Loud At Least - Painful Exploration

Review

Wenigstens laut! Der Bandname drückt aus, wie sich die drei Österreicher Gernot Reisner, Oswald Theisl und Gernot Schilcher die Musik vorstellten, die sie spielen wollten, als sie die Bandgründung beschlossen. Wenigstens laut sollte sie sein. So wurde LOUD AT LEAST ins leben gerufen und heuer liefern sie ihr Debut-Album „Painful Exploration“ ab.

Als geradelinigen, klassischen Heavy Rock bezeichnen die Ösis ihren Stil. Im Grunde werden Elemente aus Hard Rock und Heavy Metal vereint, mit deutlicher Dominanz des Ersteren. So geht es mal hymnisch-melodisch, mal knackig fetzend, aber durchaus auch schon mal richtig dynamisch zu Werke. Viele Stücke haben eine ausgesprochene Gigkompabilität und werden live bestimmt noch besser fruchten.
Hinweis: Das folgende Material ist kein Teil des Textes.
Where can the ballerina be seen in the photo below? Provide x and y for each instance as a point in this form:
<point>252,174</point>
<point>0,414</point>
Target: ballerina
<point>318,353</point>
Die Kompositionen sind recht abwechslungsreich. Das qualitative Level steigt und fällt immer mal wieder, aber im Großen und Granzen liefert das Trio eine bodenständige Leistung ab. Das druckvolle „Nightmareraiser“, die hymnische Stadionnummer „Drive Any Road“, der bluesige Rocker „Dance Little Honey“, das knackige „Circle Of Madness“ und die emotionale Ballade „Dark Horizons“ sind für mich die Anspieltipps des Albums.
„Let´s Start The Show“, „Walk On Fire“ oder auch der Titeltrack „Painful Exploration“ sind dagegen eher zu den schwächeren Songs zu rechnen und können keine Akzente setzen.
Technisch gibt es nichts zu bemängeln. Die instrumentelle Darbietung ist solide, und Sänger Gernot Schilcher hat ein leicht rauhes, aber trotzdem melodisches Organ in mittlerer Lage, das Refrains gut ausreizen kann. Außerdem hat er eine gute Stimmpower, Ausdruckskraft und kann die Töne halten. Die Produktion ist kraftvoll, nicht zu glatt poliert und passt zum Heavy-Rock-Sound.

LOUD AT LEAST müssen das qualitative Auf und Ab noch etwas in den Griff kriegen und mehr kompositorische Konstanz walten lassen. Ich ordne „Painful Exploration“ im vorderen Mittelfeld ein, kann mir aber vorstellen, dass da in Zukunft noch mehr drin sein kann. Für ein in Eigenregie produziertes Debutalbum ist aber auch diese Leistung nicht zu verachten. Und wie gesagt: live transportieren die Stücke vermutlich etwas mehr Energie.
Anhänger des abwechslungsreichen Hard- und Heavy Rock sollten auf der Myspace-Seite ein Ohr riskieren.